Din Syamsudin: Idul Fitri, Momen untuk Mempersatukan Bangsa

  • Munarsih Sahana

Profesor Din Syamsudin memberikan tausyiah pada silaturahmi Idul Fitri keluarga besar Muhammadiyah di Yogyakarta, Senin (28/7).

Ketua Umum PP Muhammadiyah Profesor Din Syamsudin mengingatkan, Idul Fitri bisa dijadikan momen untuk mempersatukan kembali bangsa Indonesia yang terpecah karena Pilpres lalu.

Hari Senin (28/7) siang Ketua Umum Pimpinan Pusat Muhammadiyah Profesor Din Syamsudin memberikan tausyiah pada silaturahmi Idul Fitri keluarga besar Muhammadiyah di Yogyakarta.

Din Syamsudin mengingatkan, Idul Fitri bisa dijadikan momen untuk kembali mempersatukan bangsa Indonesia yang terpecah karena pilihan yang berbeda pada pemilu presiden 9 Juli lalu.

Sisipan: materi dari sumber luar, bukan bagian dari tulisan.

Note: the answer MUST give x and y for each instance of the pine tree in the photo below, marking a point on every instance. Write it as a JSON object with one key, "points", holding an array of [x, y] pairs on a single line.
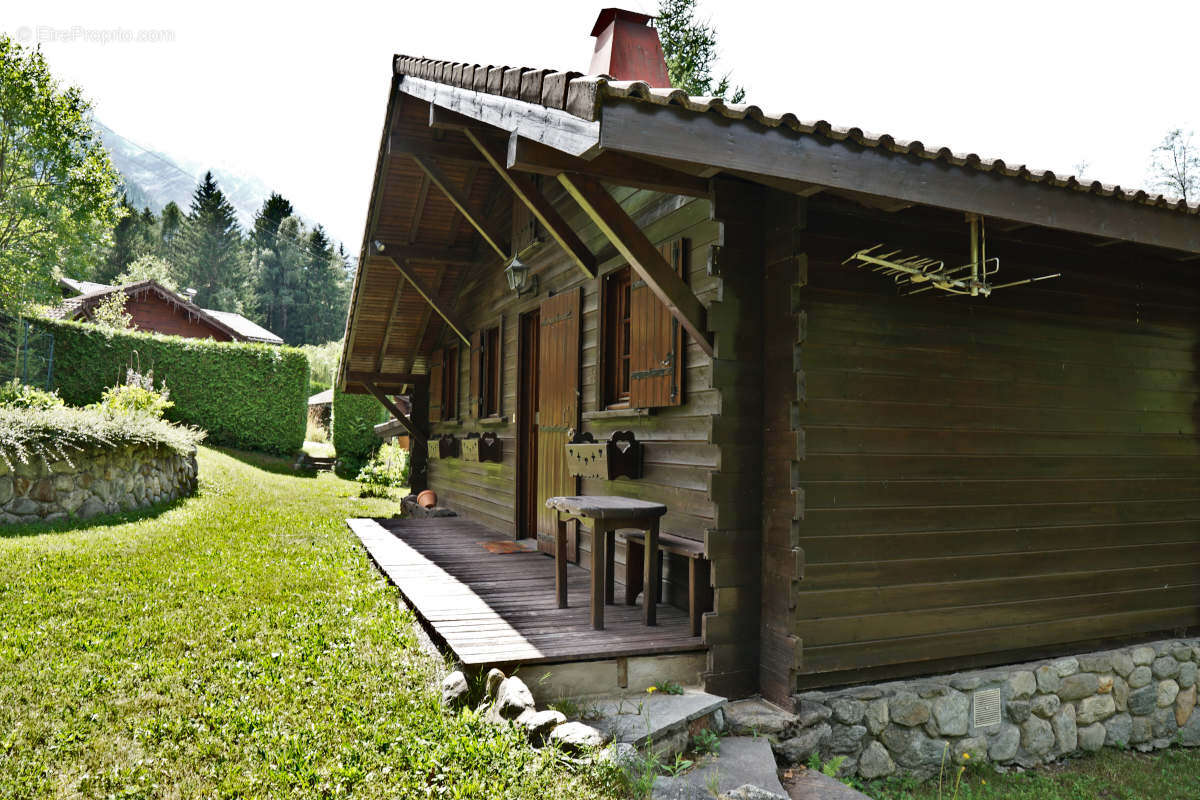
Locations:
{"points": [[168, 228], [208, 250], [267, 221], [132, 236]]}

"Kemarin selama pilpres keterbelahan bangsa ini mungkin menimbulkan luka-luka maka ini saatnya kita rajut kembali ukhuwah Islamiyah (persaudaraan sesama muslim), ukhuwah wathaniyah (persaudaraan sebangsa) harus membawa kita sebuah kesadaran kolektif bahwa kita memiliki masa depan yang sama. Pilpres ini hanya agenda lima-tahunan untuk lima tahun kedepan. Sementara kebersamaan kita sebagai bangsa akan mengambil waktu berpuluh-puluh tahun kedepan,” kata Din Syamsudin.

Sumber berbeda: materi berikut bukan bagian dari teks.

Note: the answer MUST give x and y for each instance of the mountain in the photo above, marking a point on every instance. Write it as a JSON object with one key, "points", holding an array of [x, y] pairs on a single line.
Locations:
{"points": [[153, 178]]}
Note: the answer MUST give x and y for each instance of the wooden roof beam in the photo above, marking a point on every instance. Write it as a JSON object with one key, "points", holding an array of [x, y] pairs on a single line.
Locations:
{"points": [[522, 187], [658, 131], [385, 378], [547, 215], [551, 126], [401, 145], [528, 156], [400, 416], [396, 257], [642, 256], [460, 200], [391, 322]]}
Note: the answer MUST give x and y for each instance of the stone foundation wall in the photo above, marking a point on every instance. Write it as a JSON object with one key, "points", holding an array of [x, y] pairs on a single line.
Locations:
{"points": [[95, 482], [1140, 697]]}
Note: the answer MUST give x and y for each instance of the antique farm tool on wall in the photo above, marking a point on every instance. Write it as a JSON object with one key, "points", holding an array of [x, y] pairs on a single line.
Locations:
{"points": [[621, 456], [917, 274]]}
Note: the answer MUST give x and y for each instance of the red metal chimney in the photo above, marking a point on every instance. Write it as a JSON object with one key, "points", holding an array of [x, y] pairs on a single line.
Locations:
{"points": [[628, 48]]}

Karena itu, Din Syamsudin juga memandang perlu untuk dilakukan rekonsiliasi nasional dengan menempatkan pimpinan nasional yang juga pemenang pemilu menjadi milik seluruh bangsa Indonesia, bukan hanya koalisi partai pendukungnya.

Din menambahkan, “Rekonsiliasi nasional ini harus menyadari dan memposisikan diri milik semua. Juga, nanti jangan menerapkan Zero Sum Game politics, politik yang meniadakan yang lain karena kita tidak mengenal partai yang berkuasa dan partai yang beroposisi. Dirajut didalam hubungan yang intensif diantara partai-partai politik yang berada di dua kubu yang berbeda.”

Din Syamsudin menegaskan bahwa Muhammadiyah dengan gerakan kultural akan memainkan peran sebagai penengah dan pemersatu bangsa dan akan tampil dengan prakarsa untuk mewujudkan persatuan dan kesatuan bangsa. Untuk sementara ini ia mengajak semua pihak menunggu proses konstitusi pemilu presiden yang masih berjalan.

Sementara itu, pada kesempatan berbeda, analis politik yang juga rektor Universitas Gajah Mada Yogyakarta Prof. Pratikno mengatakan, semangat kontestasi yang tinggi dalam pemilihan presiden yang lalu lebih kental terjadi dikalangan elit politik. Di tingkat grassroot atau masyarakat, justru tidak terjadi ketegangan. Namun ia mengingatkan, media massa memiliki tanggung jawab sosial yang lebih besar untuk ikut mencegah konflik horizontal.

“Media massa mempunyai tanggung jawab untuk verifikatif, melakukan verifikasi. Mengapa, sekarang ini peran media sosial sangat besar, citizen journalism di media sosial itu kan sangat dominan. Kelemahan media sosial tidak melakukan verifikasi,” Pratikno.

Menurut Pratikno, untuk mendukung media massa lebih professional dan menghindari sikap partisan perlu dilakukan penguatan terhadap Dewan Pers.